Kazakhstan recently held ceremonies to mark the 35th anniversary of Zheltoqsan, the time in December 1986 when Soviet troops came to Kazakhstan to crush large protests against the dismissal of the longtime Soviet-era leader of the republic, Dinmukhamed Kunaev, and his replacement — Gennady Kolbin — who had never worked in Kazakhstan before he was appointed head of the Kazakh Soviet Socialist Republic.

Officially, several people were killed in the violence but people who were there say the number of dead was in the hundreds for which Kazakhs hold Moscow responsible.
Swift Criticism

Toqaev’s appeal for CSTO troops was swiftly criticized.

Former U.S. Ambassador to Kazakhstan William Courtney wrote on Twitter that “Kazakhstan’s people know this is a popular uprising against corrupt tyranny, not an ‘act of aggression’ by ‘foreign-trained terrorist gangs.’”

In a separate tweet, Courtney suggested that “Russian military intervention in Kazakhstan is likely to alienate its people. They have come to prize their country’s sovereignty and independence,” and “intervention could undermine three decades of friendly relations between the two neighbors.”

Nargis Kassenova, a native Kazakh who works at Harvard University’s Davis Center for Russian and Eurasian Studies, said Toqaev’s call to the CSTO for aid was a “horrible decision” that will “undermine [his] chance to gain legitimacy.”

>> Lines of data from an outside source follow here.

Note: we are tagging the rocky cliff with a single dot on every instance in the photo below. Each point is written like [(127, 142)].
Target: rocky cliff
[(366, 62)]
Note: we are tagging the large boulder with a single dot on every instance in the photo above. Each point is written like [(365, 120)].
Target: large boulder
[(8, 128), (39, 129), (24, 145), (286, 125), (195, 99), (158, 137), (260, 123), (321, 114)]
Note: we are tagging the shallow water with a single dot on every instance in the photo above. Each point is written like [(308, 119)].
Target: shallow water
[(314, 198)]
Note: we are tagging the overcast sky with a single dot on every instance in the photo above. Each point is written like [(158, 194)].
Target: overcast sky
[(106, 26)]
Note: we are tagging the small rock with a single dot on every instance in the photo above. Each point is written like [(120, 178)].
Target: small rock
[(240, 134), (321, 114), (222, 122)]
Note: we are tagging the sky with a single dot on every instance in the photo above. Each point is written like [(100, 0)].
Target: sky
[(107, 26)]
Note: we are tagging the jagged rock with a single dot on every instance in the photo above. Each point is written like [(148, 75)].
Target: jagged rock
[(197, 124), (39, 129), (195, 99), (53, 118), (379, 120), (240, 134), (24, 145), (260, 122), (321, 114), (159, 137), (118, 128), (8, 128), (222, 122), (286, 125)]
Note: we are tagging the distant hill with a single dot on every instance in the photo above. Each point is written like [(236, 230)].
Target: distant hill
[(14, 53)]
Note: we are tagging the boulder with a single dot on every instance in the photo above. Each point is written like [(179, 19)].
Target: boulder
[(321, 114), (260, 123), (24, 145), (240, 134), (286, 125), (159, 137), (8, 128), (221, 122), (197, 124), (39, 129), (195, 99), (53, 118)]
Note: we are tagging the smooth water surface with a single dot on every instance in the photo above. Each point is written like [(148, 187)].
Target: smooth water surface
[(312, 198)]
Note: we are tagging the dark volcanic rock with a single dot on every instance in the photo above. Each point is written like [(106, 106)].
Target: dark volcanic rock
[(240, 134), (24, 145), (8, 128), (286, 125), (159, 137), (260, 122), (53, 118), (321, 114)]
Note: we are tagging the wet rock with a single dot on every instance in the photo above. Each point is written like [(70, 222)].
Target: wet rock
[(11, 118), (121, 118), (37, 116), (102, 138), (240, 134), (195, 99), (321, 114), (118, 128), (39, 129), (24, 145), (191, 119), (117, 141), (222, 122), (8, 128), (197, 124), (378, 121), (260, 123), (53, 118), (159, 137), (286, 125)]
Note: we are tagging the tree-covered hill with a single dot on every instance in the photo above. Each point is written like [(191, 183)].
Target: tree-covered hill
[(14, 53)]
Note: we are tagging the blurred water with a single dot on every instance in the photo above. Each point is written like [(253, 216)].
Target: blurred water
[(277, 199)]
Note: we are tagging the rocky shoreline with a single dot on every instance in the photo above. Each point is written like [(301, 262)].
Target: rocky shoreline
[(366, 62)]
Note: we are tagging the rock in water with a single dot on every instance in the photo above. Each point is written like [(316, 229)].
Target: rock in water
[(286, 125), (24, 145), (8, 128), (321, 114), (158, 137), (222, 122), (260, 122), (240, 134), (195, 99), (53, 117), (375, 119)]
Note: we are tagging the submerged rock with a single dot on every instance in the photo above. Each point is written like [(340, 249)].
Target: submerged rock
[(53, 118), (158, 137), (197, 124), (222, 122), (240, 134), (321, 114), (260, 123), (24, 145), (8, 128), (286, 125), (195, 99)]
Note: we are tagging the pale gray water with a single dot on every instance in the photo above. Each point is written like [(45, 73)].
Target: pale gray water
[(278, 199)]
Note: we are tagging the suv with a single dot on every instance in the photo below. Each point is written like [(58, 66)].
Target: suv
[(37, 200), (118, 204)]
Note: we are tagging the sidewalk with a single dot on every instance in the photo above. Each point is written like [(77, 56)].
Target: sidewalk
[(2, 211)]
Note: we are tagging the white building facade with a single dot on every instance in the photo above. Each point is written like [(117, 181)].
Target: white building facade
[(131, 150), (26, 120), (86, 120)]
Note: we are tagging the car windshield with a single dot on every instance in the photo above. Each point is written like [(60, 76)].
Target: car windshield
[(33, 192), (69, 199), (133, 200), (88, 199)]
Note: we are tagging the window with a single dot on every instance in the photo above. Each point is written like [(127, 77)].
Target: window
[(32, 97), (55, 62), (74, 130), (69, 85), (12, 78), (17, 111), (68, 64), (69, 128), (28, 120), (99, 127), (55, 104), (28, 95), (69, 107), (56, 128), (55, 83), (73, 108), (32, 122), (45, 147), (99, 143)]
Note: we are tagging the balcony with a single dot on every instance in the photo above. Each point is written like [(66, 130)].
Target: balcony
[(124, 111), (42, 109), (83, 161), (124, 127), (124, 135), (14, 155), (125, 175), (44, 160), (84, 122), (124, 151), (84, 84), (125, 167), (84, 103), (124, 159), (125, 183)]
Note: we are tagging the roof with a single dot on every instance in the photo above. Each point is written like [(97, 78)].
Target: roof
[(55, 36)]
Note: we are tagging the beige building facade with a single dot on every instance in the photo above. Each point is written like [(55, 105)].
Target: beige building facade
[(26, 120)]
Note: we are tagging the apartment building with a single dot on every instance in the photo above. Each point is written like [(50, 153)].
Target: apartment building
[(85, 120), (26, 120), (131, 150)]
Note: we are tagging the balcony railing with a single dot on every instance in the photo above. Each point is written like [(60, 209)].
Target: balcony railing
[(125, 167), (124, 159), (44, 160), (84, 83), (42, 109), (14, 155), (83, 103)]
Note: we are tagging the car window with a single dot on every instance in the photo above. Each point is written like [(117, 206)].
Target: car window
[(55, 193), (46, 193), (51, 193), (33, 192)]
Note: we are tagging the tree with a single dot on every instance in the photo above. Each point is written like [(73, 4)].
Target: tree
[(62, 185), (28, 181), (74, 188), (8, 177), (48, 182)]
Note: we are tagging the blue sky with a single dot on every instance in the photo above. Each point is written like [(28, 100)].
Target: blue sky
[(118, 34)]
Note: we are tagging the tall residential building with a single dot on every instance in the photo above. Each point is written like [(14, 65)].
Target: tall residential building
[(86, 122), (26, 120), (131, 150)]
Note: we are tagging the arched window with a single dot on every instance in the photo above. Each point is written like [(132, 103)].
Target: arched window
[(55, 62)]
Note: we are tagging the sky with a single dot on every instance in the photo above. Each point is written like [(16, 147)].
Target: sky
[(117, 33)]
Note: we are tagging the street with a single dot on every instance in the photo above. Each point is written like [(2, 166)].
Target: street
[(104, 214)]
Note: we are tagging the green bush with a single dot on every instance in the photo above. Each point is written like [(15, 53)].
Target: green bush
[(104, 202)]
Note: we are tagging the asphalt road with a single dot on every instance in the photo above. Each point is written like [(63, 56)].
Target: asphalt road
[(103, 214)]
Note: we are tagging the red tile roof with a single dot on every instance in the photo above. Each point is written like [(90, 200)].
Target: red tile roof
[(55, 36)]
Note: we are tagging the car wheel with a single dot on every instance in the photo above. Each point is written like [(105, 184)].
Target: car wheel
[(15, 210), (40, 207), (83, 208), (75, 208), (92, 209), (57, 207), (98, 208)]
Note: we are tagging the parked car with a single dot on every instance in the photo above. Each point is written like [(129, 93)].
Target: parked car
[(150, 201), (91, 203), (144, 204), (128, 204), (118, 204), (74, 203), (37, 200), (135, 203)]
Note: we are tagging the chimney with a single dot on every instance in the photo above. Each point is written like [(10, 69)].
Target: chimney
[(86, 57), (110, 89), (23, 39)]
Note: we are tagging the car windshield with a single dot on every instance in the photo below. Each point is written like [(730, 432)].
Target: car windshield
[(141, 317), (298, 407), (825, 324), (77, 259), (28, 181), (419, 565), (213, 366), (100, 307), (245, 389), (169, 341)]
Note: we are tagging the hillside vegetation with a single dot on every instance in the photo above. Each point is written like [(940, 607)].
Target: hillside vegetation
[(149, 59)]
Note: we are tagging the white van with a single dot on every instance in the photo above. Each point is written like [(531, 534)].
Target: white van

As if to emphasize these points, after Toqaev announced he was seeking CSTO intervention, RT Editor in Chief Margarita Simonyan said on Twitter that “Of course we should help. We absolutely should help. But there are several conditions to make — recognize Crimea (as Russian territory), return the Cyrillic alphabet, (and institute) Russian as a second state language, like in Kyrgyzstan…”

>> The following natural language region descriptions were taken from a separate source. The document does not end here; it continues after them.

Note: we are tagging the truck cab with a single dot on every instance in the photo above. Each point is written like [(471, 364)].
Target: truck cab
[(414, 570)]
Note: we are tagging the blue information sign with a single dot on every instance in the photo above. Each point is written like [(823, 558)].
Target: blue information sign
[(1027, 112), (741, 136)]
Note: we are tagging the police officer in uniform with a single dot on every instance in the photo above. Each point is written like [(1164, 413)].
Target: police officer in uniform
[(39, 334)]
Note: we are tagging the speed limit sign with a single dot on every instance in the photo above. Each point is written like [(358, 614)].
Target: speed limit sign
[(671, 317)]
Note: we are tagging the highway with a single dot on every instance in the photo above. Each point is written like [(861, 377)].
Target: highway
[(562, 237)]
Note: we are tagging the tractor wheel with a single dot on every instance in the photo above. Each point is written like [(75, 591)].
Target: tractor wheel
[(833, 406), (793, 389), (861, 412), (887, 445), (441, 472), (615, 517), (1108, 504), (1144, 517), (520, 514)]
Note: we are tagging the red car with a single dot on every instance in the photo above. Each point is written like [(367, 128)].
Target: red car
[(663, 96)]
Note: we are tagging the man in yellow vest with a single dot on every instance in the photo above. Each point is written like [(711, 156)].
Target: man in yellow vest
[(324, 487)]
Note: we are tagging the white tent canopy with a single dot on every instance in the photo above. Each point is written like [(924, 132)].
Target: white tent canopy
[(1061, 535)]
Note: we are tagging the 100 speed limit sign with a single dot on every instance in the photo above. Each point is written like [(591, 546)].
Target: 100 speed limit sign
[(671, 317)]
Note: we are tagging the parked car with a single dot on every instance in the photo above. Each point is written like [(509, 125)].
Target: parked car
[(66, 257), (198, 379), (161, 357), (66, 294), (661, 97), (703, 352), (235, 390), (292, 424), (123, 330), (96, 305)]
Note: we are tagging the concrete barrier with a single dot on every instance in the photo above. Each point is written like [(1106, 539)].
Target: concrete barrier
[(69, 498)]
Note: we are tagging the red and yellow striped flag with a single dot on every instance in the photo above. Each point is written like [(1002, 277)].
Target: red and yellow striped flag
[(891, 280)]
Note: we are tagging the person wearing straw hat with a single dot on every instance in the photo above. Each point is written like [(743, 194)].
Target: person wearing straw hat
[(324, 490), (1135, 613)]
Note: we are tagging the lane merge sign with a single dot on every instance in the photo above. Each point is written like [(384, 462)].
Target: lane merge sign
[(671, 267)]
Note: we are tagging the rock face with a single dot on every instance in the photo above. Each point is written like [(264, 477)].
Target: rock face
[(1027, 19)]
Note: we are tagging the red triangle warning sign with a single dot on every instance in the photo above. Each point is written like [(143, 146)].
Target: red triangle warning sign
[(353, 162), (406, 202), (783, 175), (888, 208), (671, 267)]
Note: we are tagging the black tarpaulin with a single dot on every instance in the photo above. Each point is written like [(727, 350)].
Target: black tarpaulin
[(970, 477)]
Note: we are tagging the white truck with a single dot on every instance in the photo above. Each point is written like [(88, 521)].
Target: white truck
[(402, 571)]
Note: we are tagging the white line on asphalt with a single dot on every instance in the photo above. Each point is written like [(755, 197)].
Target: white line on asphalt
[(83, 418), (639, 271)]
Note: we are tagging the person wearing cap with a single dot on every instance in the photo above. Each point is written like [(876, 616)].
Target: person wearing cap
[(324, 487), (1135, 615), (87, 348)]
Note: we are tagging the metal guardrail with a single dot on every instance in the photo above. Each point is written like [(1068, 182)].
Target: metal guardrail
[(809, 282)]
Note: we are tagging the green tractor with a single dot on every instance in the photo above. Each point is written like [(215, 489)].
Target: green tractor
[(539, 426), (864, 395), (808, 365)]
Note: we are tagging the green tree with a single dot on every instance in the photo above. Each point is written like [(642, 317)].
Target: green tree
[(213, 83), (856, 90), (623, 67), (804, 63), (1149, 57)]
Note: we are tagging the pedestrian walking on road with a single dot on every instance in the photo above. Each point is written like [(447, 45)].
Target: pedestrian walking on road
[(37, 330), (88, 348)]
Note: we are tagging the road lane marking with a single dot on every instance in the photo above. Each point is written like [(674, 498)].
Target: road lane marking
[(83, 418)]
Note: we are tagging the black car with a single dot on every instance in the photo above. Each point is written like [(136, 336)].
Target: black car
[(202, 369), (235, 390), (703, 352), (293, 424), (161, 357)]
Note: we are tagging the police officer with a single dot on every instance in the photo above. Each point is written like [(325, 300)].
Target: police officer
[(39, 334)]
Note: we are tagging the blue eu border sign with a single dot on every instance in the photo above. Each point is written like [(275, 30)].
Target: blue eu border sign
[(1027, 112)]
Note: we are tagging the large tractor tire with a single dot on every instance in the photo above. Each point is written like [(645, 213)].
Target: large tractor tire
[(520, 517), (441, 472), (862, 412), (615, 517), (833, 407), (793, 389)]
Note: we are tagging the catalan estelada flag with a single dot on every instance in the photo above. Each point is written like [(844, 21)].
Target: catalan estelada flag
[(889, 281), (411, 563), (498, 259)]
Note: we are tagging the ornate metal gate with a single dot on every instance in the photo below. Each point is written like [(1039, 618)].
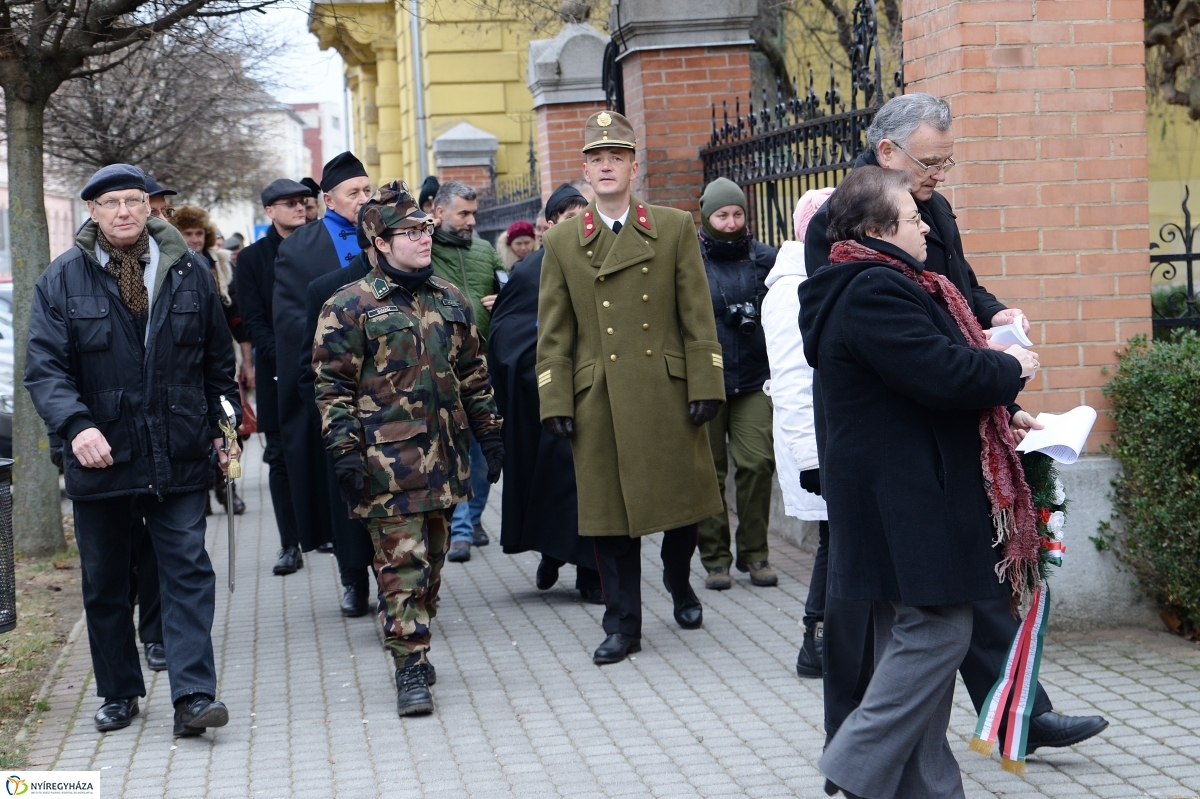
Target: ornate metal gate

Kyrgyzstan is a CSTO member and, so far, the only country not to have announced its contribution to what is being called by some a “peacekeeping force” for Kazakhstan.

The issue sparked hot debate in Kyrgyzstan’s parliament on January 6.

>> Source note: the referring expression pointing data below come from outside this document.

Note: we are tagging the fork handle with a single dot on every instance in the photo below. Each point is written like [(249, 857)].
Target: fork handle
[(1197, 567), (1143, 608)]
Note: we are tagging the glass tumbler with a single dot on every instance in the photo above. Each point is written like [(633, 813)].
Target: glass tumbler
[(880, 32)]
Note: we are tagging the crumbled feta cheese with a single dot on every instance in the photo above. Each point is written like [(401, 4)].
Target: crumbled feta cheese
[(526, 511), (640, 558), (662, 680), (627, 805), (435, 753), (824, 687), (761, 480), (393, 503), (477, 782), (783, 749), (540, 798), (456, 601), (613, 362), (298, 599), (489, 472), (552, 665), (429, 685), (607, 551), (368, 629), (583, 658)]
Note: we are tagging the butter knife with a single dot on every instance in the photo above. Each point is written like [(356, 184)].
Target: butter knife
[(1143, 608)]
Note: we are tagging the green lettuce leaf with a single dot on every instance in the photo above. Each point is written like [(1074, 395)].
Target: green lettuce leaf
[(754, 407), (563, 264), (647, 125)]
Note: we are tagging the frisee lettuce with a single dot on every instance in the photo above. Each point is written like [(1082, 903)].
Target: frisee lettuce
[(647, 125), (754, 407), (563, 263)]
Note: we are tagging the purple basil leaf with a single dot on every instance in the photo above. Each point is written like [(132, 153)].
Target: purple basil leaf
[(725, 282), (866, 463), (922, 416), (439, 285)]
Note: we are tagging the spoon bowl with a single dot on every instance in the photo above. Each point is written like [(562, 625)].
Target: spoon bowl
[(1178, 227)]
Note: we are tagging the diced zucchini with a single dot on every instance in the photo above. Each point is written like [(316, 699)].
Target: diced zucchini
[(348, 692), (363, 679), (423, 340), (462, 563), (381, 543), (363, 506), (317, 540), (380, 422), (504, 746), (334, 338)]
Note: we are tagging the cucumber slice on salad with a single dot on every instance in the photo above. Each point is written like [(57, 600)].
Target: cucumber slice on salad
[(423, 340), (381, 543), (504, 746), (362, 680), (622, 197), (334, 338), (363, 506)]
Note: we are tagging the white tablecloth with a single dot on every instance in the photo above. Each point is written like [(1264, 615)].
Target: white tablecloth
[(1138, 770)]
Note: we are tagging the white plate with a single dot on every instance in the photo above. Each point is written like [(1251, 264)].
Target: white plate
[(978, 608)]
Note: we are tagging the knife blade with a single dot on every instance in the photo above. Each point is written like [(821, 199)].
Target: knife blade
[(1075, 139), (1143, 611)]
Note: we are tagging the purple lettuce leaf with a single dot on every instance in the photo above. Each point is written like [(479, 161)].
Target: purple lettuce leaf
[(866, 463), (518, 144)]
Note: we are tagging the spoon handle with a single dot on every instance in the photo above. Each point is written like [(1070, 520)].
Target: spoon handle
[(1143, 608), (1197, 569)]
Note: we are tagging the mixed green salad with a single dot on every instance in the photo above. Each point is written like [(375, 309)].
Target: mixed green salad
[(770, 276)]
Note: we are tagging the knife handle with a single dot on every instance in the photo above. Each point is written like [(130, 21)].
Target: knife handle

Deputy Iskhakh Masaliev, who once headed Kyrgyzstan’s Communist Party, said he was against the idea of sending Kyrgyz troops to Kazakhstan.

“As I understand the meaning of this organization (CSTO) and its responsibilities, the military can be used only if there is an external threat to one or another CSTO member,” he said.

Kyrgyz political analyst Aida Alymbaeva said Toqaev’s move to call in the CSTO to prop up his government “creates a precedent for the authoritarian leaders of Central Asia.”

There were even protesters outside the Kyrgyz parliament calling for deputies not to send soldiers to Kazakhstan.

A vote on the issue was postponed due to a lack of quorum, but deputies planned to return on January 7 to make a decision.

Reforma party leader Klara Sooronkulova said deputies will inevitably approve the troop deployment because Kyrgyz President Sadyr Japarov is in favor of it. That makes it almost certain that a majority of deputies will back the proposal due to there being a majority of pro-government deputies in the parliament.

But Sooronkulova was skeptical of the need for any foreign troops in Kazakhstan.

“Toqaev says that these are terrorists, but this is not true” Sooronkulova said. “If these are terrorists then why are members of the [Kazakh] military going over to their side?”

Russia is reportedly sending 3,000 soldiers to Kazakhstan, Belarus some 500, Tajikistan 200, and Armenia 70, with Kyrgyzstan set to decide on January 7.

According to Russian and Kazakh officials, the CSTO troops will be used to guard strategic facilities, not to participate in what Kazakh authorities are calling an “anti-terrorist” operation.

But many inside and outside Kazakhstan will see the placement of foreign troops in the country as sacrificing its sovereignty and an example of the Toqaev government’s weakness, which carries with it ramifications for the future when Russia will remind Toqaev of the service it has rendered and told what loyalty the Kremlin expects.